NM oil and gas industry on edge

Kevin Robinson-Avila
Albuquerque Journal
Oil rig

ALBUQUERQUE – New Mexico's oil and gas industry is facing significant regulatory reforms under the state's new Democratic-dominated government, and it's got producers on edge.

That includes potential legislative amendments to New Mexico's Oil and Gas Act to let the state Oil Conservation Division directly impose penalties and fines on operators who violate environmental laws, plus statutory changes in leasing policies to allow royalty rates for production on state lands to rise from 20 percent to 25 percent. The state's first rules and regulations to control methane emissions in oil and gas operations are also on the horizon.

"Folks down here are worried about the direction things could take," said Raye Miller, president of Regeneration Energy Corp. in Artesia. "...I hope officials are cognizant of how much our industry contributes to the state economy. With punitive policies, capital will flow across state lines into Texas."

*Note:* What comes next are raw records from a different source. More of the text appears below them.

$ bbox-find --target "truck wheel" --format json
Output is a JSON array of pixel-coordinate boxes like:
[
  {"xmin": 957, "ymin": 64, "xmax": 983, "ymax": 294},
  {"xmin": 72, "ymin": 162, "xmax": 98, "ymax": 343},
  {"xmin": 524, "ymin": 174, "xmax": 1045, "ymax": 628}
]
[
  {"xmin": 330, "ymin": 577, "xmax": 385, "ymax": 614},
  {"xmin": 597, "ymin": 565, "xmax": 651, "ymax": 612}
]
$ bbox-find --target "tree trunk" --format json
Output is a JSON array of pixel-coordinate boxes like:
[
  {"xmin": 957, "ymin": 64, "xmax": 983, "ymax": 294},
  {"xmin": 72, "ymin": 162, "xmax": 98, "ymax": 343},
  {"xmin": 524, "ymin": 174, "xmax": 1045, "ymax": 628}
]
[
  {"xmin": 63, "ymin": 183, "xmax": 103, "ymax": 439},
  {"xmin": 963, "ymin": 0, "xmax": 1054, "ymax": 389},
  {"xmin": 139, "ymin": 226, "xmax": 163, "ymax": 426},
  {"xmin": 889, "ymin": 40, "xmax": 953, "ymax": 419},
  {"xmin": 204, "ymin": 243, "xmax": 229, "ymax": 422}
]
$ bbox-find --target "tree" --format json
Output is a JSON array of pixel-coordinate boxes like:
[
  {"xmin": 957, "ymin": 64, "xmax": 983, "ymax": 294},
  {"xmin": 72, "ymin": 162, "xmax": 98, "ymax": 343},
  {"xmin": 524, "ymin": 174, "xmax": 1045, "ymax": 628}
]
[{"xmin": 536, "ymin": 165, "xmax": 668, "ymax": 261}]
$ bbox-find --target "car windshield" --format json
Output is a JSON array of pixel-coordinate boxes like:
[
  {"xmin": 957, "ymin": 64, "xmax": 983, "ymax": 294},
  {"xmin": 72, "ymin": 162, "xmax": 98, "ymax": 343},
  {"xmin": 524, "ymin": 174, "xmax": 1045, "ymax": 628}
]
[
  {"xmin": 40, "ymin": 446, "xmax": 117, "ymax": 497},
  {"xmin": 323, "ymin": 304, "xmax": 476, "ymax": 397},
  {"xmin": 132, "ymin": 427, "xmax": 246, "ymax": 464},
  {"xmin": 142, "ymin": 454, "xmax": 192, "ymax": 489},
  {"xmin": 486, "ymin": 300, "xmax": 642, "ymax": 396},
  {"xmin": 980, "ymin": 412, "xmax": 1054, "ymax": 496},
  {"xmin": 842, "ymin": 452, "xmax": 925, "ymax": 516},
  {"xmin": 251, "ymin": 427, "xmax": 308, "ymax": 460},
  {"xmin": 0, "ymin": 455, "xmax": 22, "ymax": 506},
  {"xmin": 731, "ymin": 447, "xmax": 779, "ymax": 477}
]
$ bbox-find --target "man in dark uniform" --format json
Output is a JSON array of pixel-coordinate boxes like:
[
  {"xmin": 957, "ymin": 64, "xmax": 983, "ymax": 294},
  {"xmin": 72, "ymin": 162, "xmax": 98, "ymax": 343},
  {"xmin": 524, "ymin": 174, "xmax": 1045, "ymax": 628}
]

For the Energy, Minerals and Natural Resources Department, giving the Oil Conservation Division authority to impose sanctions is critical to enforce regulations. Under current statutes, the OCD must sue violators in court through the Attorney General's Office, something officials say impedes effective oversight.

"We need tools to enforce the law," said department secretary-designate Sarah Cottrell Propst. "It's a glaring, missing piece our agency needs to do its job."

But industry leaders say the judicial process ensures fairness through independent assessment of alleged violations, rather than state inspectors acting as judge and jury.

"The benefit is we get an impartial decision maker and a clean record based on evidence developed by both sides," said New Mexico Oil and Gas Association Executive Director Ryan Flynn. "All we want is a fair shake."

In addition, the proposed reform could impose criminal sanctions on operators who knowingly violate the Oil and Gas Act.

"That seems like an effort not to increase accountability, but to open opportunities to beat up the industry," Flynn said.

Efforts to raise royalty rates is also a major concern. Land Commissioner Stephanie Garcia Richard said the state's leasing statute hasn't been updated since the 1970s, and the proposed increase would match royalty rates with Texas.

But Flynn called it "unnecessary and unwise," since it could lower investment and production in New Mexico just when the industry is generating record state revenue.

Unlike the proposed statutory reforms, which the Legislature must approve, EMNRD and the Land Office will seek new administrative controls on methane emissions through the state Oil Conservation Commission and the Environment Department. Gov. Michelle Lujan Grisham and Garcia Richard made methane regulation a critical part of their campaign promises.

Flynn declined to comment on that issue until the proposed rules are available. But in general, industry leaders want to cooperate with state officials, he said.

"The governor and the secretary designate have said they recognize the oil and gas industry as an important stakeholder and they want to bring people together," Flynn said. "We're encouraged by that approach and we want to work with them."